Paronychia is a common infection of the skin just next to a nail. Treatment involves antibiotic medicines for germ (bacterial) infections or antifungal medicine for infection caused by a yeast (candida) or a fungus.
What is paronychia?
Paronychia is an infection of the skin just next to a nail (the nail fold). The infected nail fold looks swollen, inflamed and may be tender.
There may also be a small collection of pus in the swelling. The nail itself may become infected or damaged if a nail-fold infection is left untreated.
What causes nail-fold infections?
- Germs (bacteria). These tend to cause sudden-onset (acute) nail-fold infections which are painful.
- Candida. This is a yeast (a type of fungus) and is another common cause. Nail-fold infections with candida tend to develop slowly and cause persistent (chronic) infection. They do not cause pus to appear.
- Other germs (microbes). These include viruses and other fungi. They are less common causes.
Why do nail-fold infections develop?
Many nail-fold infections occur for no apparent reason. However, the following can increase the risk of germs (bacteria) and other germs getting into the nail-fold skin and causing infection:
- Water. You are more likely to develop a nail-fold infection if your hands are in water for long periods, particularly with detergents. Cleaners, bartenders, beauticians, dish washers, etc, are prone to nail-fold infections. Constant washing may damage the nail fold and allow infection to develop.
- Injury. For example, nail biting, poor manicure, damaged or diseased nails or nail folds, etc.
- Covering. For example, if you use gloves for long periods, or use artificial nails, it can cause a moist, airless condition around your fingernails.
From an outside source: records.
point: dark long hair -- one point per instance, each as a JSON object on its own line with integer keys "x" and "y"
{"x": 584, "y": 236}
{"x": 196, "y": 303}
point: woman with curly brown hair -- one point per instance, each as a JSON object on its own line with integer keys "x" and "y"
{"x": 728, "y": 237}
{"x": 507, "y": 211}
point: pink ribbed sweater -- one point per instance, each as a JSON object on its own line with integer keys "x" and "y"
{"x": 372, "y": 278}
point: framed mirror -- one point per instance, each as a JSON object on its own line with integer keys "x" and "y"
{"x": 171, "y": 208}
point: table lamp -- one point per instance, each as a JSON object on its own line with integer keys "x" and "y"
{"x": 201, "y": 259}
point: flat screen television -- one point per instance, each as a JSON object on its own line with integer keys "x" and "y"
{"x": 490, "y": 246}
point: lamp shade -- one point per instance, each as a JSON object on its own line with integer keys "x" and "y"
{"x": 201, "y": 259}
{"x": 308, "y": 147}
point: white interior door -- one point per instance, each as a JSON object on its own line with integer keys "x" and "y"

This is good for some germs to thrive and cause infection.
What is the treatment for nail-fold infections?
Germ (bacterial) infections
If your infection is caused by bacteria then an antibiotic for seven days may be prescribed. Sometimes pus from a bacterial infection has to be drained by a very small cut if it collects next to the nail.
If the antibiotic prescribed is not improving your infection after you have been taking it for a few days, you should see your doctor. Your doctor may take a sample (swab) of the infected area (to determine the actual bacteria causing your symptoms). He or she may also change the antibiotic to a different one.
Yeast (candidal) and fungal infections
These are usually treated with an antifungal cream. Treatment is usually needed for 3-6 months before the infection goes completely and a new healthy nail fold has formed.
Sometimes, a course of antifungal tablets for a week or so is given if the cream does not help. If the fungal infection has spread to your fingernails then treatment is needed for a longer period of time, usually 6-12 months. This is either by taking antifungal tablets or by using antifungal nail paint.
The following may help to prevent a recurrence of nail-fold infections:
- Do not bite your nails or pick at the skin next to nails.
- Keep your hands and feet dry as much as possible. Dry well after washing.
- Wear rubber gloves (preferably cotton-lined) if you work a lot with water.
- Do not wear gloves or artificial nails for long periods.